If this weren’t the right wing, it’d look like the left. Today in Washington, in the hollow ballroom of a hotel, the confused and quarrelsome forces of a party — the Republicans — are getting together; they’re excited about the victory in the midterm elections of last November but still in search of a representative and a reason to stay together beyond contempt and hatred of Barack Obama.
A motive that was enough to reverse the Democratic majority might not be enough in two years if the slow but secure recovery of the national economy, and therefore the recovery and stabilization in national popularity of the Democrats, motivates the vote of millions of uncertain and disgusted Democrats who stayed at home four months ago. This is the 38th meeting of CPAC, the action-taking (and financing) committee of American conservatives torn between Reagan’s orphans and the new anti-political activists of the tea party, between the survivors of electoral defeats and the new lions and lionesses, between libertarians who dream of abolishing the Federal Reserve and bankers who, instead, care a lot about it. It’s a right wing festival that — according to the classic formula of “Will I get noticed more if I don’t show up?” — the glaciers queen (Sarah Palin who indignantly stays in her Alaska to be — when she doesn’t want to confront the rest of the world — the “mother” of her five children) will miss.
Since in politics it’s easier to oppose than to propose, now the contenders for the crown of leadership of the conservative forces of the 2010 duel have to fight each other, without sparing any blows below the belt. The men and women that will take over for three days on the podium of the Marriott hotel ballroom to conquer the support of this “action-taking committee” that works as a political and financial lung of the Republicans, must number at least 40, a cavalry of rhetoric and naps in the tepid darkness of the salon. There were supposed to be only 39, but at the very last moment (proof of the confusion and of the “everybody free”) the real estate and TV personality Donald Trump invited himself; once again, he’s flirting with the idea of running for president — the last toy his collection misses. But being anti-Obama is the only common area that manages to get applause among the conservatives: the backcombed and over-dyed tycoon with the wisp; the fanatic of the most snarling right wing, Michele Bachmann; the moderate Mitt Romney, governor of Massachusetts, defeated in the 2008 primaries because he was too “progressive;” the popular “Paul Duo” of Ron and Rand, father and son, who ask in the name of the tea party rebels for the demolition of the central government and the IRS. Not to mention, the 68 year-old, multi-defeated and now back in the land of the living, Newt Gingrich, author of the “Contract with America” from the 1990s that was promptly copied in Italy, and the former governor of Minnesota, Tom Pawlenty who’s become the standard-bearer of that Christian, anti-gay, anti-abortion, anti-gay marriage right wing that is showing signs of a comeback on the political scene after the eclipse of the past four years.

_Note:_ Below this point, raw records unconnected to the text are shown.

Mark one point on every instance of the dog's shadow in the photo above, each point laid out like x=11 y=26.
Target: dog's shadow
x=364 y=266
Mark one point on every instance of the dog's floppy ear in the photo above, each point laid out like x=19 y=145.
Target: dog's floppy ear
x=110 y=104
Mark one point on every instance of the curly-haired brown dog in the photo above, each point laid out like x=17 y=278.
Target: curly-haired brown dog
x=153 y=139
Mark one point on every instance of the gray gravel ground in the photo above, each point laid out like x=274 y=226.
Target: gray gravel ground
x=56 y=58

Beyond the borders of this predictable unanimity of anti-Obama feelings, fiscal allergies and disgust toward healthcare reform, the ground under the “Big Tent” of the party, which is how the Republicans like to describe themselves, gets slippery and muddy. Palin, like Reverend Huckabee who was very liked during the race of 2008, wants out and is getting ready to resume the theme of the Kulturkampf, the fight for “traditional values” (read: anti-gay) against the materialistic relativism of the Democrats. This fight represents unifying factor of the Republicans now that the fight against the “Islamic threat,” the “War on Terror” and the recession risks losing much of its appeal. Other proudly conservative movements not aligned with the tea party — like the Heritage Foundation, a think tank of severely reactionary brains — wanted out, and the increasingly influential organizations of Republicans who want equal rights for gays didn’t show up. Wrecks and fainting stars of past wars, like Rick Santorum, already an excited fighter for Christian values when he was senator and soundly defeated when he ran for governor of Pennsylvania, fights from a distance with Palin, accusing her of hiding behind her family, receiving in return the proto-feminist definition of “Neanderthal man” by the grouchy glaciers and today’s TV queen.

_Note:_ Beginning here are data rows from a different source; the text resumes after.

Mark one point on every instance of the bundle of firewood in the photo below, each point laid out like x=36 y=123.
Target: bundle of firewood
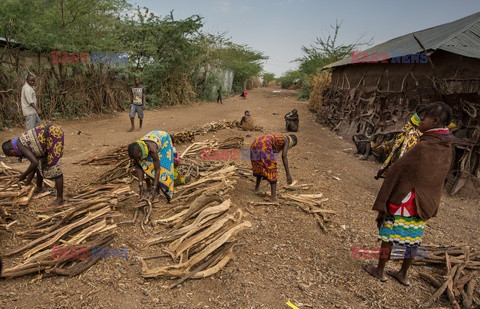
x=309 y=203
x=200 y=241
x=461 y=265
x=63 y=240
x=215 y=126
x=120 y=173
x=11 y=191
x=219 y=179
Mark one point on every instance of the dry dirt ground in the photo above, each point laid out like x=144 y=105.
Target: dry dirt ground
x=283 y=257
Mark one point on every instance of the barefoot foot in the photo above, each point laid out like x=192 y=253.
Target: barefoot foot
x=58 y=202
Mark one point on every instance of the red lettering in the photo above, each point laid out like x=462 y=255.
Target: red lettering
x=225 y=155
x=205 y=152
x=73 y=253
x=355 y=252
x=215 y=155
x=235 y=154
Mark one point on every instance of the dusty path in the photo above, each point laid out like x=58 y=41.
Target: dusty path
x=285 y=256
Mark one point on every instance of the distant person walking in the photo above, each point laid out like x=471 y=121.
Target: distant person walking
x=29 y=103
x=219 y=95
x=138 y=101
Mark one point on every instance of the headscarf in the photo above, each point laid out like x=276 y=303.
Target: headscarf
x=415 y=120
x=15 y=147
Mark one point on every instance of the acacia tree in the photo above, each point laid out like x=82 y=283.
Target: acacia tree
x=316 y=55
x=242 y=60
x=326 y=50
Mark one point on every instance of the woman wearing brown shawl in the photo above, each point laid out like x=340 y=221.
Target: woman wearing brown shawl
x=411 y=192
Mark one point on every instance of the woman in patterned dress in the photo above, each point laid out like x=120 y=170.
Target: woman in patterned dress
x=153 y=155
x=263 y=155
x=43 y=147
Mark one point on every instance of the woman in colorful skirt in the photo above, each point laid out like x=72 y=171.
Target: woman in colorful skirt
x=43 y=147
x=263 y=154
x=412 y=189
x=153 y=155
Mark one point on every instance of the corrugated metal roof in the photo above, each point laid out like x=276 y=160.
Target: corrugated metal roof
x=461 y=37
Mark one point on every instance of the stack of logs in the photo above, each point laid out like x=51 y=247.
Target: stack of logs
x=309 y=203
x=199 y=241
x=461 y=265
x=62 y=240
x=188 y=136
x=12 y=193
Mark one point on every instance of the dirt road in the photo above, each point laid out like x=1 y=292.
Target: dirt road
x=285 y=256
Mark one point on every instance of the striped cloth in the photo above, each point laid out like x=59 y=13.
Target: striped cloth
x=403 y=226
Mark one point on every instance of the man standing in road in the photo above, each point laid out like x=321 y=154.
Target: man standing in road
x=29 y=103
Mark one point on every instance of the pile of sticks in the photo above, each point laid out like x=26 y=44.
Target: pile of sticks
x=63 y=240
x=215 y=178
x=311 y=204
x=200 y=241
x=214 y=126
x=12 y=193
x=461 y=265
x=235 y=142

Who will emerge from this primordial broth of the American right wing? New Jersey Gov. Chris Christie, one of the favorites in the long race, who has experience in governing an important state, or one of the new “crazy people” of the tea party, who barely recognize each other under the tent of the old weasels of the hack politics, like the very young Marco Antonio Rubio, hot Cuban blood from Florida with big charisma? That’s the question the Republicans will have to answer. And they will have to do it more quickly than the calendar might let them think. Nov. 6, 2012, the date of the presidential election, is 20 months from now, and it looks like a long time, but it’s not. On a day in February 2007, the same 20 months from the vote of 2008, a guy walked the steps of the city of Abraham Lincoln, Springfield, Ill., to announce that he’s aiming at the White House. His name was Barack Obama.